Friday, January 10, 2014

The Business of College Football



Let's face it- there is more to college football than wins and losses, bowl games, national championships, and prized recruits. The sport of college football has created a parallel entity: The business of college football. What was once truly a seasonal product is now essentially a year-round product, with the year breaking down like this:

  • July: Media days and preseason predictions
  • August: Fall practice begins
  • September-December: Regular season
  • December-January: Conference championship games and bowl games
  • January-February: Recruiting and national signing day
  • March-April: Spring practice
  • May-July: Upcoming season and recruiting class
For evidence of college football as booming business, look to a recent Wall Street Journal article that showed rankings of the top 50 college football programs in terms of their financial valuation. The data come from research conducted by Ryan Brewer, an assistant professor of finance at Indiana University-Purdue University Columbus. The premise of the research is to establish a financial value for college football programs that would be analogous to their worth if they could be bought and sold like professional sport franchises.

Business-Driven Growth Factor
The "national champion" of the business of college football is Texas, with its valuation coming in at a whopping $875 million. Given the success of the Longhorns football program in terms of financial value, it might come as a surprise to some that the head football coach was replaced, a move often associated with performance falling below expectations. But, that's just it- performance expectations were not being met at Texas. One reason college football has become a lucrative business is that the product has undergone substantial transformation in recent years. College football programs are more than a sport team; they have become content creators. Interesting content is the fuel that sparks and sustains attraction between customers (fans) and a brand.

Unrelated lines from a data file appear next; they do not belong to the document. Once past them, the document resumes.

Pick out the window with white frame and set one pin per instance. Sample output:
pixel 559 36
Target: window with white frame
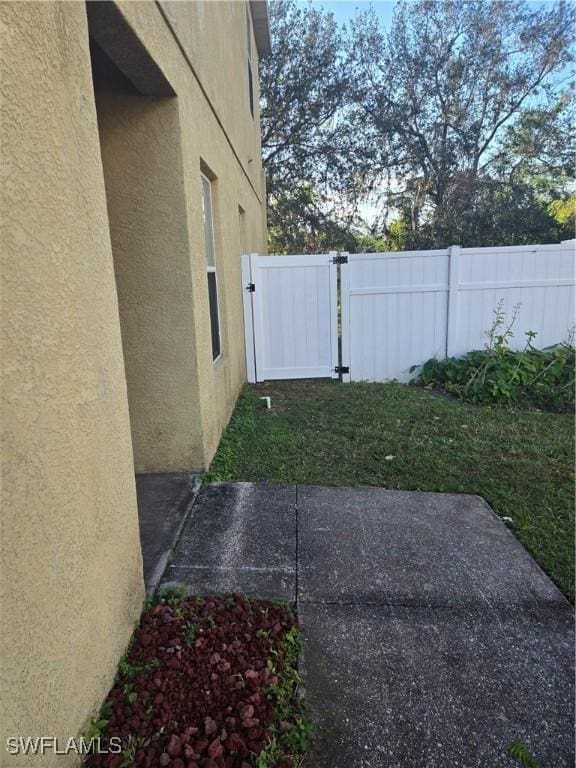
pixel 249 50
pixel 211 265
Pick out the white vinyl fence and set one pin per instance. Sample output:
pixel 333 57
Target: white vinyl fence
pixel 399 309
pixel 290 316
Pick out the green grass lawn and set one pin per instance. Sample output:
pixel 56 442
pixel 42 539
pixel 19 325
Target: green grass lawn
pixel 396 436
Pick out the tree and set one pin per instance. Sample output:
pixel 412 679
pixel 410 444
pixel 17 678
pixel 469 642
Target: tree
pixel 310 142
pixel 449 90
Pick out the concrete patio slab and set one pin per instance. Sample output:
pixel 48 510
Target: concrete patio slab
pixel 431 637
pixel 240 537
pixel 369 545
pixel 164 500
pixel 410 687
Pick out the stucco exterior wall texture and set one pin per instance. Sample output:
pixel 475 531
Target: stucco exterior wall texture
pixel 107 367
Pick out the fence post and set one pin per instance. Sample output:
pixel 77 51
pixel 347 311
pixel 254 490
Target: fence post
pixel 248 319
pixel 453 300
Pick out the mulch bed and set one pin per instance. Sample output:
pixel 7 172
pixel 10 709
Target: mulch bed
pixel 191 691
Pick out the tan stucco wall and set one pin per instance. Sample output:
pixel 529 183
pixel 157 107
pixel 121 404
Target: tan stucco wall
pixel 71 571
pixel 227 141
pixel 142 161
pixel 71 575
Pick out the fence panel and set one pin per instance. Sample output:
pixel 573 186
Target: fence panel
pixel 400 309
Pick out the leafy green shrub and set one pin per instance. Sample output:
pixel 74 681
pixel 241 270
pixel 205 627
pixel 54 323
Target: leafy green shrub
pixel 528 377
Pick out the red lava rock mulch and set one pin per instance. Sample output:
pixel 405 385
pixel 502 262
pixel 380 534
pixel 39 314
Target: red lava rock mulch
pixel 190 691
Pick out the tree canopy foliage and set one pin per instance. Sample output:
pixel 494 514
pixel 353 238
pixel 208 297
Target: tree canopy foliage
pixel 453 125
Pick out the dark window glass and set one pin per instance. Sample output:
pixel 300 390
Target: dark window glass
pixel 214 322
pixel 250 88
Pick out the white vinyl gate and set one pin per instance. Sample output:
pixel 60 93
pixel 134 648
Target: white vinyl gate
pixel 290 316
pixel 398 309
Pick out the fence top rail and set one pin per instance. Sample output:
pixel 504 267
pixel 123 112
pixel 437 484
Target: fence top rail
pixel 564 245
pixel 397 254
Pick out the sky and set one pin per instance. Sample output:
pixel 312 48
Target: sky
pixel 344 10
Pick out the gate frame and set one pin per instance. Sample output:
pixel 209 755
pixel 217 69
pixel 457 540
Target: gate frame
pixel 252 307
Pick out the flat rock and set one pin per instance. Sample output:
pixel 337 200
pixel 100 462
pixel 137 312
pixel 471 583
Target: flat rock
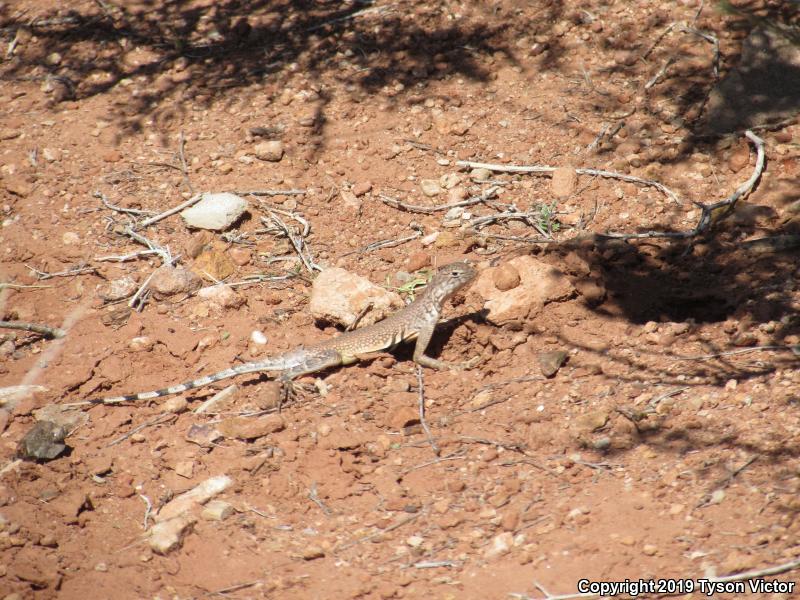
pixel 117 289
pixel 244 428
pixel 339 296
pixel 539 285
pixel 564 182
pixel 221 296
pixel 430 187
pixel 271 151
pixel 168 281
pixel 167 536
pixel 216 211
pixel 44 441
pixel 200 494
pixel 551 362
pixel 214 263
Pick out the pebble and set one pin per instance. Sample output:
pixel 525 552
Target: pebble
pixel 430 187
pixel 184 468
pixel 449 180
pixel 506 277
pixel 240 256
pixel 592 421
pixel 457 194
pixel 168 535
pixel 649 550
pixel 70 238
pixel 258 337
pixel 361 188
pixel 417 261
pixel 169 281
pixel 222 296
pixel 550 362
pixel 175 405
pixel 217 510
pixel 215 263
pixel 564 182
pixel 739 159
pixel 501 544
pixel 312 552
pixel 215 211
pixel 244 428
pixel 350 200
pixel 480 174
pixel 117 289
pixel 454 213
pixel 271 151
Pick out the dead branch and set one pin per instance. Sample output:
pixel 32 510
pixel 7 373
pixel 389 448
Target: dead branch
pixel 45 330
pixel 723 207
pixel 545 170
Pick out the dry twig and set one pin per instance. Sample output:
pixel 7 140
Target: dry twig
pixel 723 207
pixel 45 330
pixel 543 170
pixel 423 422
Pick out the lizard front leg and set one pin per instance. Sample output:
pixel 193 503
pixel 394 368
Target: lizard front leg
pixel 423 339
pixel 314 360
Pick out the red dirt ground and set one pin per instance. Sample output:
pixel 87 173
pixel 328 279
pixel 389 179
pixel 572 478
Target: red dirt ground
pixel 573 474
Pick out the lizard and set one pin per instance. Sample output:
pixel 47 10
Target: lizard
pixel 415 321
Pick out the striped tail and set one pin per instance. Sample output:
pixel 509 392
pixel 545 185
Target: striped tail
pixel 189 385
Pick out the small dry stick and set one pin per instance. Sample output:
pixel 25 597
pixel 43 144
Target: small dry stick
pixel 184 166
pixel 148 508
pixel 162 418
pixel 429 210
pixel 271 193
pixel 460 455
pixel 41 275
pixel 314 497
pixel 167 213
pixel 45 330
pixel 418 233
pixel 372 536
pixel 17 286
pixel 422 420
pixel 125 257
pixel 793 349
pixel 708 210
pixel 536 170
pixel 130 211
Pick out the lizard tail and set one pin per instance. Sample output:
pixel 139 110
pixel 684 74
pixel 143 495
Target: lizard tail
pixel 189 385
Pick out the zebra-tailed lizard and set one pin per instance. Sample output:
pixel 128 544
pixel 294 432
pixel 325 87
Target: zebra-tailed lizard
pixel 416 321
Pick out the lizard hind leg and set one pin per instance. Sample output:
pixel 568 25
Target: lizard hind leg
pixel 315 360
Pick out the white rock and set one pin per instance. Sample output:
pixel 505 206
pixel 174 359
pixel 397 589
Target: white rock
pixel 222 296
pixel 215 211
pixel 564 182
pixel 540 284
pixel 70 238
pixel 168 535
pixel 200 494
pixel 257 337
pixel 118 289
pixel 16 393
pixel 500 545
pixel 430 187
pixel 271 150
pixel 338 296
pixel 217 510
pixel 168 281
pixel 141 343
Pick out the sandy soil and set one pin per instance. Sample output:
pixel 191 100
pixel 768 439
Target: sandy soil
pixel 631 462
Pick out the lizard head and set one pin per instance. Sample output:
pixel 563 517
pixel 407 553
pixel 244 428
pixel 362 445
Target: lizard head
pixel 450 278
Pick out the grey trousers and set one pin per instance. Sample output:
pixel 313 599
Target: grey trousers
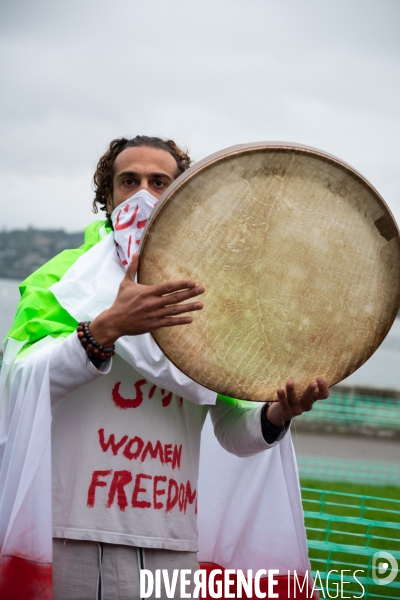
pixel 98 571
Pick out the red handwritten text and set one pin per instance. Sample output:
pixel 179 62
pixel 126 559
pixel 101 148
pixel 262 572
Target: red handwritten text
pixel 135 448
pixel 145 492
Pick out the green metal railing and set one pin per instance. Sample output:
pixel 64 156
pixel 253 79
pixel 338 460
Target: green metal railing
pixel 354 471
pixel 348 409
pixel 345 531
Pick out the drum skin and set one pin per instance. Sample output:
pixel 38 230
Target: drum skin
pixel 300 258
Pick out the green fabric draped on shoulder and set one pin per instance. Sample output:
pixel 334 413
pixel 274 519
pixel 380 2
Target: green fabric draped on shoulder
pixel 39 314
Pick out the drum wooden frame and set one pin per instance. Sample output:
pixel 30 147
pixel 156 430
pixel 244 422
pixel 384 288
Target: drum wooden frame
pixel 300 257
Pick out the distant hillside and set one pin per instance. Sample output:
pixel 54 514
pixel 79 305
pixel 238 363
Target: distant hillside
pixel 24 251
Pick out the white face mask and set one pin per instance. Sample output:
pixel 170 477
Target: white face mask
pixel 129 219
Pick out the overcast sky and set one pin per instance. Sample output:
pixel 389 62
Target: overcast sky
pixel 208 73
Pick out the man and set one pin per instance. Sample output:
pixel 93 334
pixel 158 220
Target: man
pixel 126 430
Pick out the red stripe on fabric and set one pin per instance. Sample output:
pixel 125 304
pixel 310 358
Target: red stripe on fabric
pixel 281 587
pixel 22 579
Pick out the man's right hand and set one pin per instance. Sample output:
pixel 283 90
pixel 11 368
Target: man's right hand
pixel 140 308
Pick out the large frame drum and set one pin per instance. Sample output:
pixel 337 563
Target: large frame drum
pixel 300 257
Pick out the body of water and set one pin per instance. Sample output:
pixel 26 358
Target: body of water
pixel 382 370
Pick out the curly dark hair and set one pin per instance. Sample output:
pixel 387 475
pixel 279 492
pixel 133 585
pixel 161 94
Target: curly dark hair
pixel 103 177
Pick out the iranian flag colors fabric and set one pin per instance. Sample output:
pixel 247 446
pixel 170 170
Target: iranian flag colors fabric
pixel 250 512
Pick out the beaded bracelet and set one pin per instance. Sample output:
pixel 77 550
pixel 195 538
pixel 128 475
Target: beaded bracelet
pixel 92 348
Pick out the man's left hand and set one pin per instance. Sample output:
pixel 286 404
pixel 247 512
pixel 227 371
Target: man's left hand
pixel 290 405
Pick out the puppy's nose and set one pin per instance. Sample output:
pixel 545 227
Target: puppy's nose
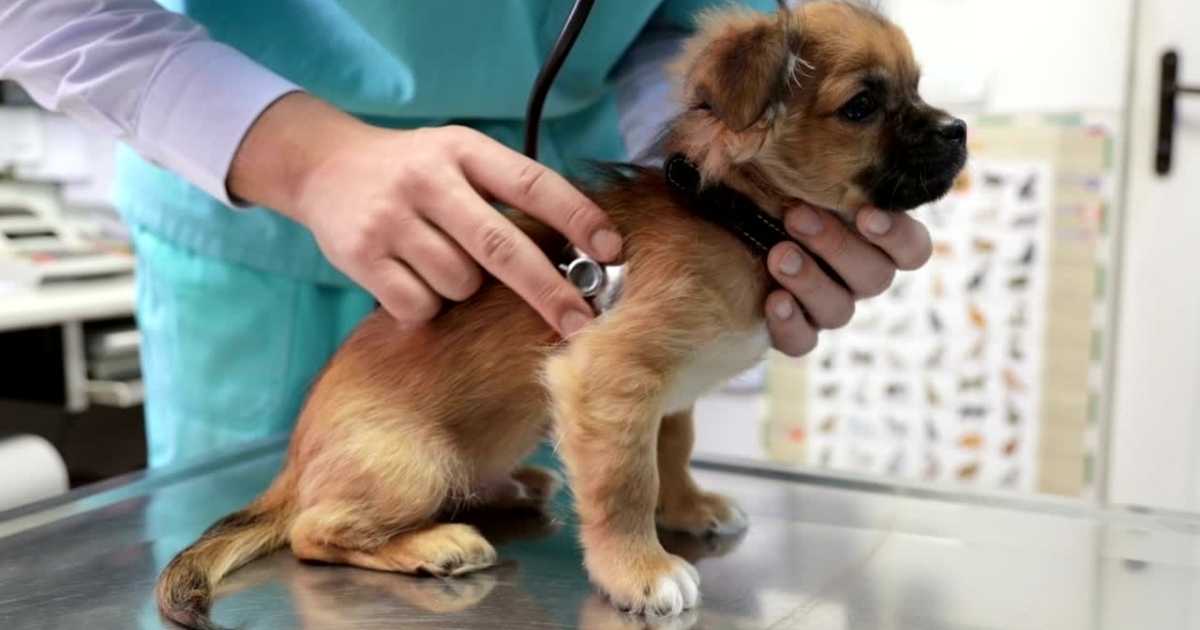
pixel 953 130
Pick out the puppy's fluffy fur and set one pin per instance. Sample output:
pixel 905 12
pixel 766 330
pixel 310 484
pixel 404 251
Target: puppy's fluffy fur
pixel 405 425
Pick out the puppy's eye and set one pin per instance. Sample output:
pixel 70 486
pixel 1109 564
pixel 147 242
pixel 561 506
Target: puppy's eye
pixel 859 108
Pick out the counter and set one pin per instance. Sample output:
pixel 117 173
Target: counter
pixel 820 553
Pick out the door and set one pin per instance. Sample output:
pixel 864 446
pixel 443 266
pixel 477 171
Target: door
pixel 1155 438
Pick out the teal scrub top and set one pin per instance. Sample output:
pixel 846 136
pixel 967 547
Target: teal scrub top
pixel 402 64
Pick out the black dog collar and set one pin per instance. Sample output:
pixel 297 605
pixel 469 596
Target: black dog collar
pixel 732 210
pixel 725 207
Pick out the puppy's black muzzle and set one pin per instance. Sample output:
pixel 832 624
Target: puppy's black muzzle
pixel 925 151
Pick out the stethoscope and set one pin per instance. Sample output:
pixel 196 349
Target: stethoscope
pixel 599 283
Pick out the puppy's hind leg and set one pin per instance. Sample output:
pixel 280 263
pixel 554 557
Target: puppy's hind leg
pixel 324 533
pixel 394 528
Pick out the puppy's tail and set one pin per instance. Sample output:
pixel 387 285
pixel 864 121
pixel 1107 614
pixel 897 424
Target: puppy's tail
pixel 185 587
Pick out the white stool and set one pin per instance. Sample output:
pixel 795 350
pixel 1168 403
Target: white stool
pixel 30 469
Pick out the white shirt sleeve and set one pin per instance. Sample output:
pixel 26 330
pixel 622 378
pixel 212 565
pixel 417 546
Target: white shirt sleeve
pixel 149 77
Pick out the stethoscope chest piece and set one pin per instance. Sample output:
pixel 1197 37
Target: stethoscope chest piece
pixel 599 283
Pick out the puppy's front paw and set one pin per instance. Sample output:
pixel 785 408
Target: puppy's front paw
pixel 655 583
pixel 702 514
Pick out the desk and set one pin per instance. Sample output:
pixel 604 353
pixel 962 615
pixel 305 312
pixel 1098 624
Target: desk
pixel 820 553
pixel 69 306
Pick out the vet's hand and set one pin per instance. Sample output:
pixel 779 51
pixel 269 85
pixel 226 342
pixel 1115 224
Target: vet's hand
pixel 867 259
pixel 406 214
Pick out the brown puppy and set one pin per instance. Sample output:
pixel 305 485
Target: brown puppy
pixel 403 425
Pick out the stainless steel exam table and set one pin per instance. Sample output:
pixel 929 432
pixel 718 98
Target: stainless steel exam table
pixel 820 553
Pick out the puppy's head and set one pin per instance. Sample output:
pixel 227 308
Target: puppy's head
pixel 817 103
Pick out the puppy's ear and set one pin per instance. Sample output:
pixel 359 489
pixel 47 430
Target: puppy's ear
pixel 742 66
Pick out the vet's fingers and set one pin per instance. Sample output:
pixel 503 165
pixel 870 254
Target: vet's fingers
pixel 438 261
pixel 790 331
pixel 828 304
pixel 401 293
pixel 538 191
pixel 903 238
pixel 509 255
pixel 865 269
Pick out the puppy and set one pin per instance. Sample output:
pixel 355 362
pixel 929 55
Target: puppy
pixel 819 105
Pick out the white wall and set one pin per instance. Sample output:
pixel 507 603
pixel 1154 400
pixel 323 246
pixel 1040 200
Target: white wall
pixel 1021 55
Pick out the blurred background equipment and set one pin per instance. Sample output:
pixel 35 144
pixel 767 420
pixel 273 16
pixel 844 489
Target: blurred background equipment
pixel 69 345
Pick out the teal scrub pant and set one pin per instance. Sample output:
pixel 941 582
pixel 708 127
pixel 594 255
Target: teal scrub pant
pixel 228 353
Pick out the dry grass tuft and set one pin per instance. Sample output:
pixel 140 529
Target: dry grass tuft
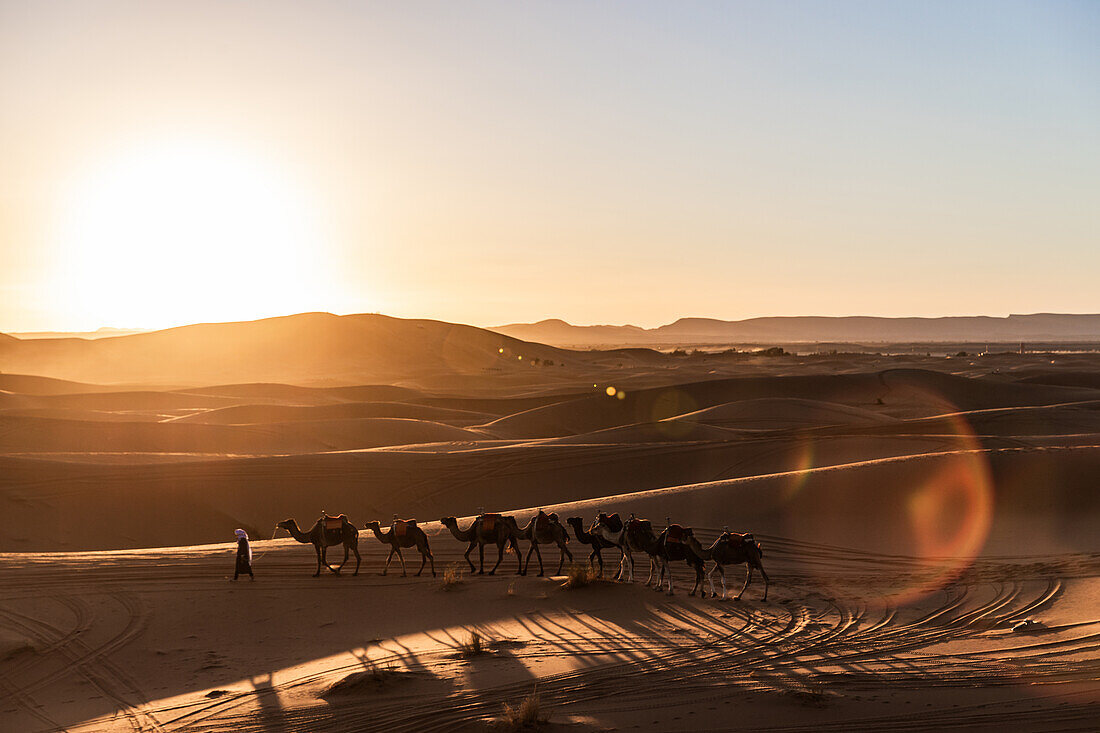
pixel 472 647
pixel 452 577
pixel 528 715
pixel 580 575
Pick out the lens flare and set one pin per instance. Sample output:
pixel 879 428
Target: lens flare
pixel 948 512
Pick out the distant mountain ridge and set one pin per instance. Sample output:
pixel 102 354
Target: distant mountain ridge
pixel 301 349
pixel 793 329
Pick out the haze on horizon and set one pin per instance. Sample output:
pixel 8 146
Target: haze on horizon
pixel 493 162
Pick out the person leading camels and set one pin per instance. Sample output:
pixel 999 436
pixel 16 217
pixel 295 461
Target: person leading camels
pixel 404 533
pixel 327 532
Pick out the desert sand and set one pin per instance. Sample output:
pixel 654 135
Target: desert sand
pixel 912 510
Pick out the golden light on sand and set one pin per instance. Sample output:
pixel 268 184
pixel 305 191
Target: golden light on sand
pixel 178 232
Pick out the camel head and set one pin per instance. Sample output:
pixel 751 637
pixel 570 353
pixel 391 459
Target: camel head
pixel 749 539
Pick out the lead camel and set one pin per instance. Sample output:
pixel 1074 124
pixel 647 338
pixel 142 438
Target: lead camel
pixel 328 532
pixel 732 548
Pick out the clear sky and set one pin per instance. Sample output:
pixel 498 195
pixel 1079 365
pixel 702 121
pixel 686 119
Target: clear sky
pixel 494 162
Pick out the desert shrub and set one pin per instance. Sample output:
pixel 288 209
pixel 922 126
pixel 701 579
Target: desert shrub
pixel 472 647
pixel 528 715
pixel 580 575
pixel 452 577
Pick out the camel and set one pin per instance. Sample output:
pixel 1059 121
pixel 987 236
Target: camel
pixel 630 536
pixel 674 544
pixel 486 529
pixel 543 529
pixel 329 531
pixel 592 539
pixel 404 533
pixel 732 548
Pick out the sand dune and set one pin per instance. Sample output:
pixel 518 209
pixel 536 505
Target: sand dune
pixel 905 393
pixel 909 518
pixel 262 414
pixel 780 413
pixel 22 435
pixel 306 348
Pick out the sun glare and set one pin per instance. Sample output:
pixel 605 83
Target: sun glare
pixel 183 232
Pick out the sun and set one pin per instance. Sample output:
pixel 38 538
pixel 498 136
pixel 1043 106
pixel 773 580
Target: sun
pixel 188 231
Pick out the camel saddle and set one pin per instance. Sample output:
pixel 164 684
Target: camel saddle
pixel 402 526
pixel 735 539
pixel 333 523
pixel 488 521
pixel 613 522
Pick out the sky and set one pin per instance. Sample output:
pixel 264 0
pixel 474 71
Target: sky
pixel 499 162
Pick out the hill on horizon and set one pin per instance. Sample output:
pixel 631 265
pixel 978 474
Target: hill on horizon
pixel 793 329
pixel 300 349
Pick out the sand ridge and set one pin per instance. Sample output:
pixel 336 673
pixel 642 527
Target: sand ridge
pixel 909 518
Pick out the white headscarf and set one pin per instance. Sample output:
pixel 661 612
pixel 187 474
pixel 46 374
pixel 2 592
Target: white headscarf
pixel 243 535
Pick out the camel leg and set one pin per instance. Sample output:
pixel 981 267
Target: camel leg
pixel 515 547
pixel 748 579
pixel 345 557
pixel 527 560
pixel 325 551
pixel 710 577
pixel 538 554
pixel 561 556
pixel 499 557
pixel 466 556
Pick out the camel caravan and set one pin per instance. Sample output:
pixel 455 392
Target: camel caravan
pixel 631 537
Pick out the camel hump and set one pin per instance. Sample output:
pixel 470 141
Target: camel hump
pixel 332 523
pixel 735 539
pixel 402 526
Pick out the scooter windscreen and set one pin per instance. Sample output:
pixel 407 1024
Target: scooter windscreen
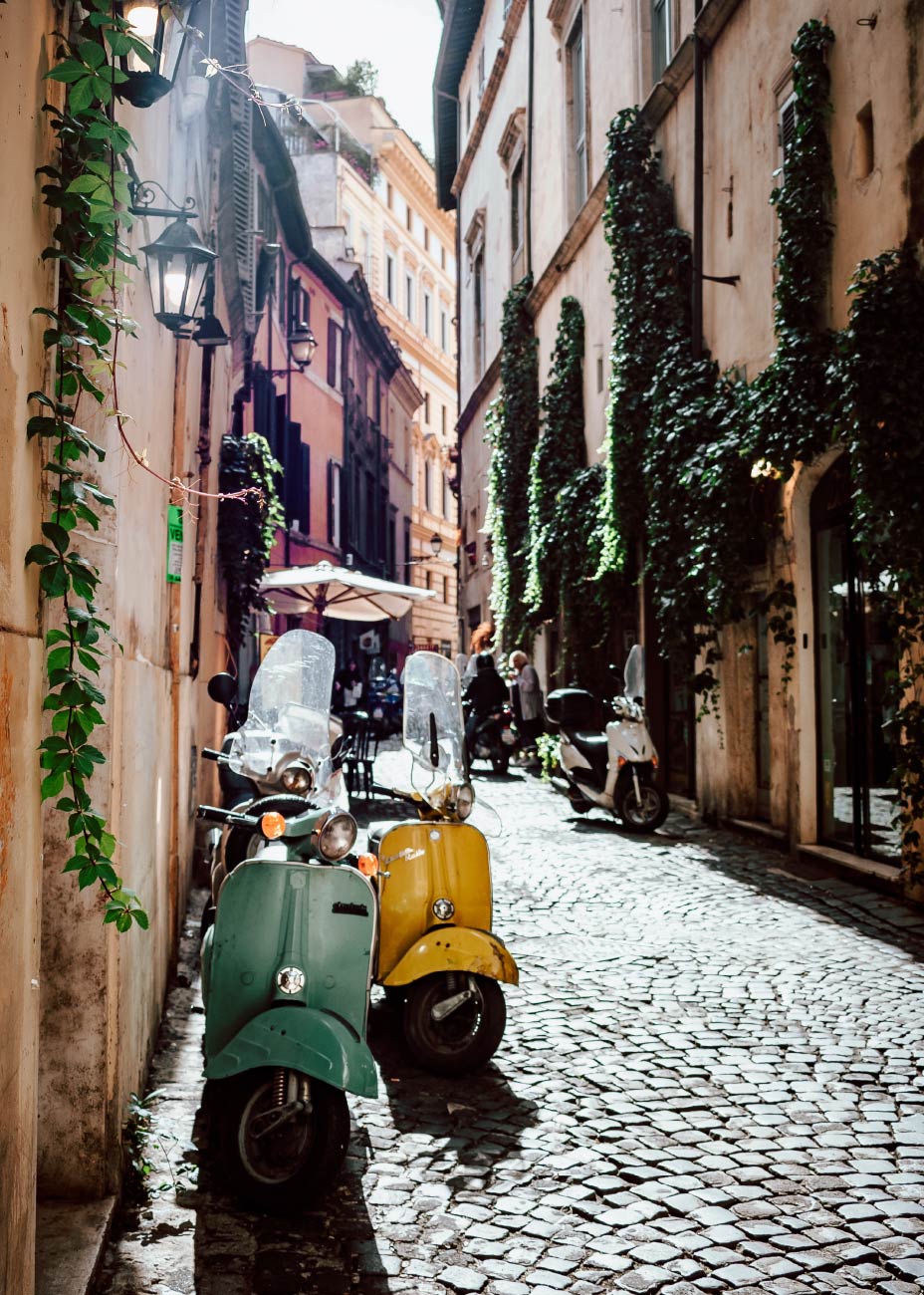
pixel 634 673
pixel 434 736
pixel 434 732
pixel 289 713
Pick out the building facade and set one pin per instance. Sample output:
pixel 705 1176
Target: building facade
pixel 522 117
pixel 82 1004
pixel 367 185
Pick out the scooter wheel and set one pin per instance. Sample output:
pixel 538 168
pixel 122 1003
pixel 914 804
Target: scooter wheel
pixel 463 1040
pixel 646 815
pixel 288 1168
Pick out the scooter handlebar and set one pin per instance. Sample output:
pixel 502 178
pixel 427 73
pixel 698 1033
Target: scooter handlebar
pixel 215 814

If the content is unappealing or fails to satisfy, the product loses appeal with fans. In turn, diminished appeal can lead to several undesirable consequences- a drop off in booster support, licensed merchandise sales, engagement with social media, ticket purchases, TV broadcast viewing, and sponsor interest. Texas was not losing on the football field as much as it stood to lose in all of the above mentioned areas if the content was not upgraded (i.e., bring in a new coach to energize stakeholders).

"Just Win, Baby"
This quote from the late Oakland Raiders owner Al Davis has a great deal of relevance to the list of the 50 most valuable college football programs... and other programs not in the top 50. Take for instance the University of Louisville. Over the past two seasons, Louisville football had an impressive record of 23-3. So impressive that the University of Texas lured Louisville's coach, Charlie Strong, to become its next head coach. Louisville replaced Strong with Bobby Petrino, who was the coach at Louisville from 2007-2010. Despite a reputation and character that is less than stellar, Petrino was given a second opportunity to coach at Louisville because his teams win games. As Louisville moves into the Atlantic Coast Conference and strives to move up the rankings of the most valuable college football teams, leadership has deemed it necessary to make sure the on-field product (i.e., content) continues to be of high quality regardless of any negative associations with its new coach.

Your Take
Today, the head coach of a college football team is more than an Xs and Os guy. He is Chief Executive Officer and Chief Marketing Officer of a multi-million dollar business. In your view, what role does a head coach play in shaping the brand of a college football team (or any other sport)? Has the coach taken on too much power or significance, or is he a much needed "face of the brand?"